Keep in mind the first occasion when you met your sweetheart? How entertaining she was and how you were pulled in to her funny lines? Sweethearts who share a comical inclination remain together more, so in the event that you need to win your darling’s heart, use giggling. Fill your heart with joy additional extraordinary with these Funny Valentines Day Quotes 2019. If you want to share more fun with your friends Must watch our Happy Valentines Day Jokes.
Funny Valentines Day Quotes For All
“A bride at her second wedding does not wear a veil. She wants to see what she is getting.”
“Behind every successful man is a woman, behind her is his wife.”
“Get married early in the morning. That way, if it doesn’t work out, you haven’t wasted a whole day.”
“I love being married. It’s so great to find one special person you want to annoy for the rest of your life.”
“I wanted to make it really special on Valentine’s Day, so I tied my boyfriend up. And for three solid hours, I watched whatever I wanted on TV.”
“It is impossible to love and be wise.”
“It’s funny how we set qualifications for the right person to love when we know at the back of our heads the person whom we truly love will always be an exception.”
“Love has the power of making you believe what you would normally treat with the deepest suspicion.”
“Love is a grave mental disease.”
“Love is the thing that enables a woman to sing while she mops up the floor after her husband has walked across it in his barn boots.”
“The Hoosier Farmer” magazine
“My boyfriend and I broke up. He wanted to get married and I didn’t want him to.”
“Never go to bed mad—stay up and fight.”
“No matter how love-sick a woman is, she shouldn’t take the first pill that comes along.”
“One should always be in love. That is the reason one should never marry.”
“The Eskimos have fifty-two words for snow because it is so special to them; there ought to be as many for love.”
“The poor wish to be rich, the rich wish to be happy, the single wish to be married, and the married wish to be dead.”
“Three things can’t be hidden: coughing, poverty, and love.”
“To be in love is merely to be in a state of perceptual anesthesia.”
H. L. Mencken
“Today is Valentine’s Day. Or, as men like to call it, Extortion day.”
“True love comes quietly, without banners or flashing lights. If you hear bells, get your ears checked.”
“Valentine’s Day is when a lot of married men are reminded what a poor shot Cupid really is.”
“Women are cursed, and men are the proof.”
“Women with pasts interest men. They hope history will repeat itself.”
Funny Valentines Day Quotes 2019 For Friends
All you need is love. But a little chocolate now and then doesn’t hurt
Money can’t buy love, but it improves your bargaining position
Husbands are like fires – they go out when they’re left unattended
Today is Valentine’s Day – or, as men like to call it, Extortion Day!
I want a man who’s kind and understanding. Is that too much to ask of a millionaire?

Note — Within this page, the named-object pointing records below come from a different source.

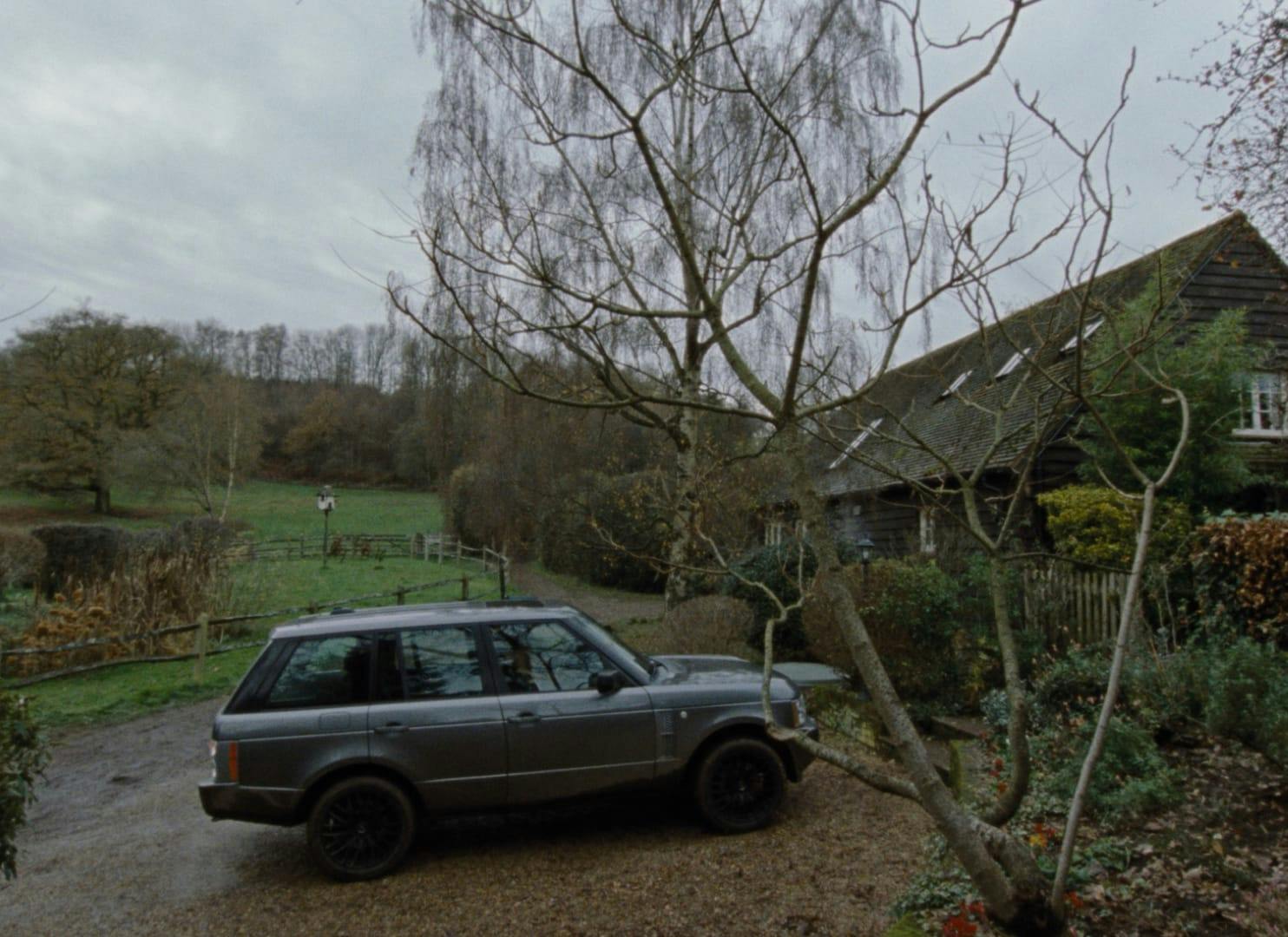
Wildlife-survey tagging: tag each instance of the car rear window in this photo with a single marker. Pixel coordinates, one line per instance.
(325, 672)
(441, 662)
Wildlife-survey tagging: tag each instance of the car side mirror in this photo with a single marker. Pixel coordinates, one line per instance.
(609, 681)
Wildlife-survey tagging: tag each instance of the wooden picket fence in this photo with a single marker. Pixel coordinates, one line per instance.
(1073, 604)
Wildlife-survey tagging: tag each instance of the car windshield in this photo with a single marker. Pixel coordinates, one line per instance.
(606, 638)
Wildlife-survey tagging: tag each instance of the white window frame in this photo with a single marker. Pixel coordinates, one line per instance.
(1264, 407)
(1014, 362)
(858, 441)
(1088, 331)
(957, 383)
(926, 530)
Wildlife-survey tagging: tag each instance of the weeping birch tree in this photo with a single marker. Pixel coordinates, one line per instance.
(604, 181)
(673, 194)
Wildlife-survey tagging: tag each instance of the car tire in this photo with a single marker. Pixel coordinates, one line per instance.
(739, 785)
(361, 828)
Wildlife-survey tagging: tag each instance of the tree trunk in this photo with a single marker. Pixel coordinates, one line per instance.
(1018, 721)
(1001, 867)
(684, 508)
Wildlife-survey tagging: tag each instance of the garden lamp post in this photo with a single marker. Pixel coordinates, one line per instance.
(326, 505)
(865, 547)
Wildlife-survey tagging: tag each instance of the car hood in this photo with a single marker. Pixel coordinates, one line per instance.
(711, 671)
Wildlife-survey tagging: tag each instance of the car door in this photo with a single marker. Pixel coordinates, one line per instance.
(312, 716)
(436, 717)
(564, 737)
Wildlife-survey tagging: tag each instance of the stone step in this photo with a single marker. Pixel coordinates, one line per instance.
(960, 727)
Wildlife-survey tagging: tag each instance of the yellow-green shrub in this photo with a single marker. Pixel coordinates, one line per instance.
(1095, 524)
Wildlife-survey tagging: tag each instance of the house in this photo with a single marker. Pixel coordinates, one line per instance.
(990, 401)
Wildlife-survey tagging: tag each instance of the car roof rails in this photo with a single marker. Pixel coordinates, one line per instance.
(516, 601)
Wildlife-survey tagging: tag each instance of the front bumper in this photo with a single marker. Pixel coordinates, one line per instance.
(253, 804)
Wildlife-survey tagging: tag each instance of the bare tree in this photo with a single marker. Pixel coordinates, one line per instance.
(666, 193)
(603, 184)
(207, 444)
(71, 388)
(1240, 156)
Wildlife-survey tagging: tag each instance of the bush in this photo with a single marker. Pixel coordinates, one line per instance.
(79, 554)
(157, 580)
(22, 758)
(708, 625)
(1238, 577)
(21, 558)
(1094, 524)
(912, 612)
(1245, 695)
(591, 514)
(484, 508)
(1131, 777)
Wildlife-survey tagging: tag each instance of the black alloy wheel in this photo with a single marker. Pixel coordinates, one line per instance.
(741, 785)
(361, 828)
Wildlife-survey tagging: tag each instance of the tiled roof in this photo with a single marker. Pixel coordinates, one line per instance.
(920, 421)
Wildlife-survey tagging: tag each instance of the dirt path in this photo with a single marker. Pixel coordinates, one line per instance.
(601, 604)
(117, 843)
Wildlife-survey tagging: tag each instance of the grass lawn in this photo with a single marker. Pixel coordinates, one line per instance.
(264, 508)
(290, 583)
(122, 692)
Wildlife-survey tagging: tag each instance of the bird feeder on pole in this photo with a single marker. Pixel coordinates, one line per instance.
(326, 505)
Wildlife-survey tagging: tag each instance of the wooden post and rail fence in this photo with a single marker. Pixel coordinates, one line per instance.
(428, 547)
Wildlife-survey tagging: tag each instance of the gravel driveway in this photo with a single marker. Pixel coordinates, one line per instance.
(117, 843)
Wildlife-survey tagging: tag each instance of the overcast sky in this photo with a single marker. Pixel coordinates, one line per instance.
(178, 161)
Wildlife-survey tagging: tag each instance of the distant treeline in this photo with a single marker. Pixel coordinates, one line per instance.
(200, 407)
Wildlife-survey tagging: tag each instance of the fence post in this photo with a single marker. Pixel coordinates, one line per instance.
(201, 641)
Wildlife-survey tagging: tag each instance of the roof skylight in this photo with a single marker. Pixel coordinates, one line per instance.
(1014, 362)
(857, 443)
(1088, 331)
(957, 383)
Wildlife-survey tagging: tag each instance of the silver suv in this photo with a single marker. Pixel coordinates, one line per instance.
(357, 722)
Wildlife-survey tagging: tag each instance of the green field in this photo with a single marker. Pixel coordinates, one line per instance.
(264, 508)
(269, 585)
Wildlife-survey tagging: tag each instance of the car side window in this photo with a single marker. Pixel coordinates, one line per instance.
(545, 657)
(441, 662)
(325, 672)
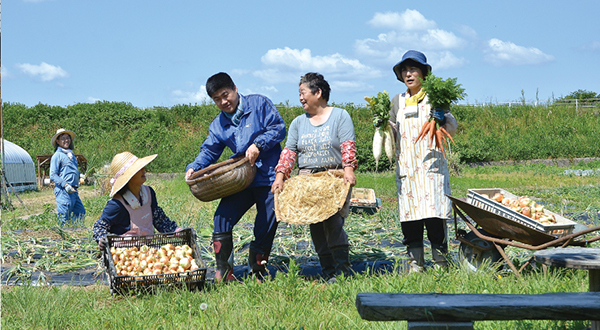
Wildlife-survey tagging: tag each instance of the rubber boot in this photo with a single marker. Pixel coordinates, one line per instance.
(416, 259)
(342, 262)
(438, 254)
(223, 246)
(258, 264)
(327, 266)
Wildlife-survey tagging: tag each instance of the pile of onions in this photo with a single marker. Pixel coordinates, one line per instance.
(146, 260)
(527, 207)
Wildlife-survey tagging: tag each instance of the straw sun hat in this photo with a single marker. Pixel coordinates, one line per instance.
(60, 132)
(123, 167)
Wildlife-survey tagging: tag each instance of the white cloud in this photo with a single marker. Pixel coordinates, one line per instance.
(468, 31)
(409, 30)
(44, 71)
(349, 86)
(502, 53)
(408, 20)
(440, 39)
(199, 96)
(288, 65)
(446, 60)
(594, 46)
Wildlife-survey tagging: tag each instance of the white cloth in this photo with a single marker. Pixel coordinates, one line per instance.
(133, 201)
(422, 175)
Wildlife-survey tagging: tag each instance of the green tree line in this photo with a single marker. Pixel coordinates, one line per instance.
(485, 133)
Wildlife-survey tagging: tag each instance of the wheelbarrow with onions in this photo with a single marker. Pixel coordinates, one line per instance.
(494, 226)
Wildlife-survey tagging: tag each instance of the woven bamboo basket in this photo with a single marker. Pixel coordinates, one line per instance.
(313, 198)
(222, 179)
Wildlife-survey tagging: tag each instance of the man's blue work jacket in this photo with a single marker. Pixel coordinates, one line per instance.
(260, 124)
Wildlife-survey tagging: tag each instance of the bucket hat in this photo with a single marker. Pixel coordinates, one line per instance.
(123, 167)
(416, 56)
(59, 132)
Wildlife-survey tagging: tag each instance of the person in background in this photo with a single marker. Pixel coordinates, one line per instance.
(65, 174)
(133, 209)
(335, 149)
(250, 126)
(422, 175)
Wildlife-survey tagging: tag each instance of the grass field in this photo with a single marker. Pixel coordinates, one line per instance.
(290, 301)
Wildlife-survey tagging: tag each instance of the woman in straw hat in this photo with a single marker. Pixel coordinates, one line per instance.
(133, 209)
(65, 174)
(322, 139)
(422, 179)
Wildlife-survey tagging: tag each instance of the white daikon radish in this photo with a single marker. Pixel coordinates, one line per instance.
(377, 145)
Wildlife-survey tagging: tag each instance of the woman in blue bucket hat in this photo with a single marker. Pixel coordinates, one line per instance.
(422, 175)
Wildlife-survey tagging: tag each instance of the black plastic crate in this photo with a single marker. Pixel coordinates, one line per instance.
(192, 280)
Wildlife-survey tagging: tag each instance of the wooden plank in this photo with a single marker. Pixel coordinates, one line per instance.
(478, 307)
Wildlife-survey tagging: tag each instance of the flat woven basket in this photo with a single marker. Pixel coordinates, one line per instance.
(312, 198)
(222, 179)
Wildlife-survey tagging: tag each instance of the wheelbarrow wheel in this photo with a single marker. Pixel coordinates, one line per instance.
(479, 252)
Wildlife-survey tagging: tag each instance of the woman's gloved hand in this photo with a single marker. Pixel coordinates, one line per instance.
(102, 243)
(439, 114)
(69, 188)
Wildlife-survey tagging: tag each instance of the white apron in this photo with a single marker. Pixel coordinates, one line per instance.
(141, 218)
(422, 175)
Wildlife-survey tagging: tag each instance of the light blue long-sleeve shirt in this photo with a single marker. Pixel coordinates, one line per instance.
(64, 170)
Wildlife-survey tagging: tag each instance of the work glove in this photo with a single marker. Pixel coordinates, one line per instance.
(377, 121)
(439, 114)
(69, 188)
(102, 244)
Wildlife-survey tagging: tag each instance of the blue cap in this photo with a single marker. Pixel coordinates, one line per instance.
(415, 56)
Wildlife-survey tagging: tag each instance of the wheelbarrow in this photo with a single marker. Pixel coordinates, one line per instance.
(495, 232)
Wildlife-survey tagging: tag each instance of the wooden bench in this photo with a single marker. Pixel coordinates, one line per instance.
(458, 311)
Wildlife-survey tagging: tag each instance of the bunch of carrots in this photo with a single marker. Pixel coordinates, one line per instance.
(434, 131)
(440, 93)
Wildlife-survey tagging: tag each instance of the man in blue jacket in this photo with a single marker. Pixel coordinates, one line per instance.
(251, 126)
(64, 172)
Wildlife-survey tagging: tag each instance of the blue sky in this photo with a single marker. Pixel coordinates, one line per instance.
(160, 53)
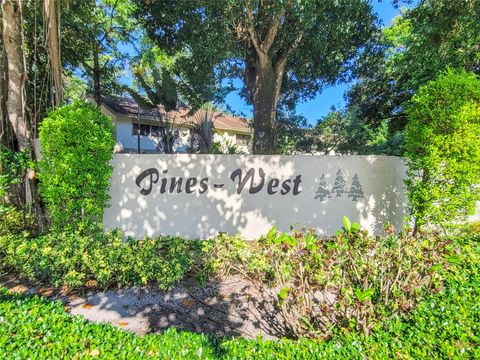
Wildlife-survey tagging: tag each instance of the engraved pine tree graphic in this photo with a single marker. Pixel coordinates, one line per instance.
(356, 191)
(322, 192)
(340, 186)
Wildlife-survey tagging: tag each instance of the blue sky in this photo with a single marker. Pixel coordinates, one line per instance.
(332, 96)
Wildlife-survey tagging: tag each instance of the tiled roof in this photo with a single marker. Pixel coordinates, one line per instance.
(221, 121)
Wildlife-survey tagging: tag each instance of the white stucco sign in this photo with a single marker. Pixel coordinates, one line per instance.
(198, 196)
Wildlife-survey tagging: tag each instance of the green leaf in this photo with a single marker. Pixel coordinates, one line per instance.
(347, 224)
(364, 295)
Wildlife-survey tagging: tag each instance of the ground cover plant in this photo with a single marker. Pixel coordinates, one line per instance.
(444, 325)
(77, 145)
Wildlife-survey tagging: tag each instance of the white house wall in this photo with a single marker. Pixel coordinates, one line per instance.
(128, 141)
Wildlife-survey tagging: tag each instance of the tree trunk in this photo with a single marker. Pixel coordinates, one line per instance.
(97, 93)
(6, 135)
(53, 41)
(266, 94)
(13, 46)
(12, 42)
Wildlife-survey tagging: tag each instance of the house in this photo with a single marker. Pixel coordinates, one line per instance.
(138, 130)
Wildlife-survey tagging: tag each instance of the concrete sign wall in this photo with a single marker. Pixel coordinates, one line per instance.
(198, 196)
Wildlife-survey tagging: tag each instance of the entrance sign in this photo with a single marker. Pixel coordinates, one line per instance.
(198, 196)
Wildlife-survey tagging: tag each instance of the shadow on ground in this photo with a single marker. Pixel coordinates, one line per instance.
(230, 306)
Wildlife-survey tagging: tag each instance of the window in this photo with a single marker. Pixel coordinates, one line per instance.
(146, 130)
(155, 131)
(242, 139)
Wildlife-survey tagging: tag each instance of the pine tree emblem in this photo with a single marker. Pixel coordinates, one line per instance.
(340, 186)
(322, 192)
(356, 191)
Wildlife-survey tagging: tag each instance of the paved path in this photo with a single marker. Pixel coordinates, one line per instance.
(230, 306)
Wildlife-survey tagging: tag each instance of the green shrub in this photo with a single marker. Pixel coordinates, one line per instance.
(352, 281)
(77, 145)
(104, 260)
(443, 149)
(13, 167)
(14, 221)
(444, 325)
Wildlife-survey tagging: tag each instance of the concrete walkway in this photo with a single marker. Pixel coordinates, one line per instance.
(230, 306)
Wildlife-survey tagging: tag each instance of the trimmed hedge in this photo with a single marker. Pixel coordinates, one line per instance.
(445, 325)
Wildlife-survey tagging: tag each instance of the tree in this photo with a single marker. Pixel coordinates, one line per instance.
(53, 47)
(415, 49)
(356, 191)
(12, 42)
(322, 192)
(160, 96)
(340, 186)
(202, 132)
(93, 32)
(284, 50)
(443, 149)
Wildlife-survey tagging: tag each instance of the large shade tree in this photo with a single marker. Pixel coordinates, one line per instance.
(419, 45)
(285, 50)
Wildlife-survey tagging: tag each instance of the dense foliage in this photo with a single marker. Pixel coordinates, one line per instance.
(77, 145)
(320, 285)
(443, 148)
(283, 50)
(13, 167)
(445, 325)
(351, 281)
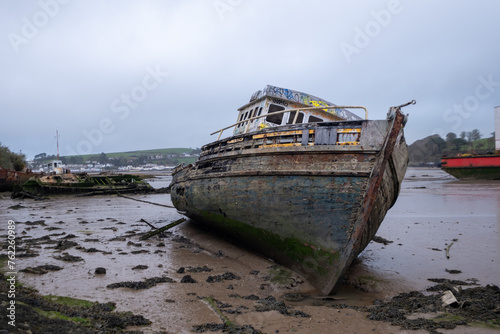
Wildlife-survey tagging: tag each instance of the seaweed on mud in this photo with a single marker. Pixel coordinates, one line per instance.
(224, 277)
(475, 305)
(271, 304)
(140, 267)
(37, 314)
(40, 270)
(68, 258)
(225, 328)
(188, 279)
(65, 244)
(203, 269)
(139, 285)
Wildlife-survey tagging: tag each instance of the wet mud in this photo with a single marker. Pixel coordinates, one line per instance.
(187, 279)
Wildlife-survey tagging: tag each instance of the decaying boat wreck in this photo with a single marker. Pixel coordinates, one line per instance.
(302, 181)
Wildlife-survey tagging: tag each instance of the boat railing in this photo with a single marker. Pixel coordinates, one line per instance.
(297, 110)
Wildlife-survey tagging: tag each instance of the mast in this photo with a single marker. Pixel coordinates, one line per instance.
(497, 128)
(57, 140)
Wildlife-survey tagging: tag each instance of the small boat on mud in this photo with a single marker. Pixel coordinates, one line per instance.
(10, 178)
(62, 181)
(476, 166)
(301, 180)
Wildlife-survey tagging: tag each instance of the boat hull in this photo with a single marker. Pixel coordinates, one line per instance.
(486, 167)
(10, 178)
(312, 208)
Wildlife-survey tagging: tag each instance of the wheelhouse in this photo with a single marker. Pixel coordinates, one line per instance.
(268, 108)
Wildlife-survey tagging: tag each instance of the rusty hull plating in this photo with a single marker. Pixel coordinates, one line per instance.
(300, 193)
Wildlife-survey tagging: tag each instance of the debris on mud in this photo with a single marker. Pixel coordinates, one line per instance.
(40, 270)
(478, 306)
(39, 314)
(146, 284)
(68, 258)
(140, 267)
(271, 304)
(225, 328)
(65, 244)
(224, 277)
(188, 279)
(100, 271)
(381, 240)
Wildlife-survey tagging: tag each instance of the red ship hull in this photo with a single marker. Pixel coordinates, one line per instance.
(481, 167)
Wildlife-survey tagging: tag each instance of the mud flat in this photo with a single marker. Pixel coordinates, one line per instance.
(190, 280)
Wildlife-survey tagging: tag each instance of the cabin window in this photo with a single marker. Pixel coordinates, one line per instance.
(253, 114)
(276, 119)
(313, 119)
(300, 118)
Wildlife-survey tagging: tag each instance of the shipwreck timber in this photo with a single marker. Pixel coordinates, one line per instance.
(310, 195)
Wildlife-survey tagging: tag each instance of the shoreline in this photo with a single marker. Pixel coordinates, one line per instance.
(107, 232)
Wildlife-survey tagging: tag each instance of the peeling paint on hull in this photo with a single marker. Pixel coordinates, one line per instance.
(312, 207)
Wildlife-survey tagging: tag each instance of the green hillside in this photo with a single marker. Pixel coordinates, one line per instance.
(163, 156)
(428, 151)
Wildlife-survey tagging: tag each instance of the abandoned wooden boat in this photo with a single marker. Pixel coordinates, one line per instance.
(10, 178)
(302, 181)
(61, 181)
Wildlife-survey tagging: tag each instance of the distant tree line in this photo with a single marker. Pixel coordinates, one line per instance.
(120, 161)
(430, 149)
(11, 160)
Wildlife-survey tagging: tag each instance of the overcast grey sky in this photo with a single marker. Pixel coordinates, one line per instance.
(121, 75)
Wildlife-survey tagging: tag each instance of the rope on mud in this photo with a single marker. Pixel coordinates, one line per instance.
(140, 200)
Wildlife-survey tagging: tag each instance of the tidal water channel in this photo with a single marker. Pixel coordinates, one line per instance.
(440, 227)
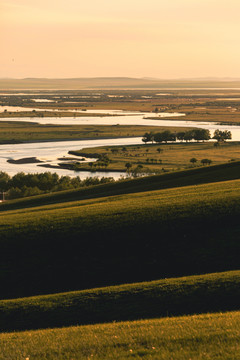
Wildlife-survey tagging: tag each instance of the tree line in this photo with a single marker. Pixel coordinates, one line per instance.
(22, 185)
(195, 134)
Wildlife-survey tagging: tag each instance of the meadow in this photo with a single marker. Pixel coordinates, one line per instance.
(157, 158)
(199, 337)
(118, 239)
(155, 299)
(12, 132)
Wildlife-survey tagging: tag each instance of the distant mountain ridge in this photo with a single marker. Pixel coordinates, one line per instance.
(115, 83)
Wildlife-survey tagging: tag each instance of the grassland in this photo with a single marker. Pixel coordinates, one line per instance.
(168, 297)
(200, 337)
(118, 239)
(157, 158)
(193, 176)
(11, 131)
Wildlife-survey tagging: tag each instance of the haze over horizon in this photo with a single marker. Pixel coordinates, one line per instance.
(180, 39)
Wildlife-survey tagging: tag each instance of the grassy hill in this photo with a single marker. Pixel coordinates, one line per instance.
(211, 336)
(167, 297)
(195, 176)
(118, 239)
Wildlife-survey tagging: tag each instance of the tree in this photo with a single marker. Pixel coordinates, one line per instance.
(147, 137)
(193, 160)
(201, 134)
(164, 136)
(188, 136)
(206, 161)
(180, 135)
(128, 166)
(222, 136)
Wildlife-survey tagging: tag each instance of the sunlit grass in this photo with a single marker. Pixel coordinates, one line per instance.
(199, 337)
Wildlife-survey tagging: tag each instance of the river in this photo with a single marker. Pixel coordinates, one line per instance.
(49, 152)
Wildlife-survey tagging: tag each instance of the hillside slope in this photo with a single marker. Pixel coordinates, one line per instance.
(167, 297)
(119, 239)
(195, 176)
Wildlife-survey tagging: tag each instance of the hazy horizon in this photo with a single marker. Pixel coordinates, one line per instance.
(60, 39)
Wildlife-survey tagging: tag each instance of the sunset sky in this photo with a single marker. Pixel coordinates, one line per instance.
(136, 38)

It’s better to have loved and lost than to have to do forty pounds of laundry a week
Behind every successful man is a woman, behind her is his wife
Get married early in the morning. That way, if it doesn’t work out, you haven’t wasted a whole day
Never go to bed mad — stay up and fight
One should always be in love. That is the reason one should never marry
The poor wish to be rich, the rich wish to be happy, the single wish to be married, and the married wish to be dead
To be in love is merely to be in a state of perceptual anesthesia
Valentine’s Day is when a lot of married men are reminded what a poor shot Cupid really is
Love is much nicer to be in than an automobile accident, a tight girdle, a higher tax bracket or a holding pattern over Philadelphia
Funny Valentine Quotes For Loved Ones
If love is the answer, could you rephrase the question?
What the world really needs is more love and less paperwork.
If you can stay in love for more than two years, you’re on something.
A guy knows he’s in love when he loses interest in his car for a couple of days.
Remember, your Valentine’s card shows you care enough to send the very best, even though you’re too lazy to put it in your own words.
Marry a man your own age; as your beauty fades, so will his eyesight.
You are never alone on Valentine’s Day if you’re near a lake and have bread.
Marriage is like vitamins: we supplement each other’s minimum daily requirements.
I love being married. It’s so great to find that one special person you want to annoy for the rest of your life.
CHARLES M. SCHULZ
All you need is love. But a little chocolate now and then doesn’t hurt.
True love comes quietly without banners or flashing lights. If you hear bells, get your ears checked.
Before you marry a person, you should first make them use a computer with slow internet service to see who they really are.
Valentine’s Day: the holiday that reminds you that if you don’t have a special someone, you’re alone.
Love is a fire. But whether it is going to warm your heart or burn down your house, you can never tell.
My friends tell me I have an intimacy problem, but they don’t really know me.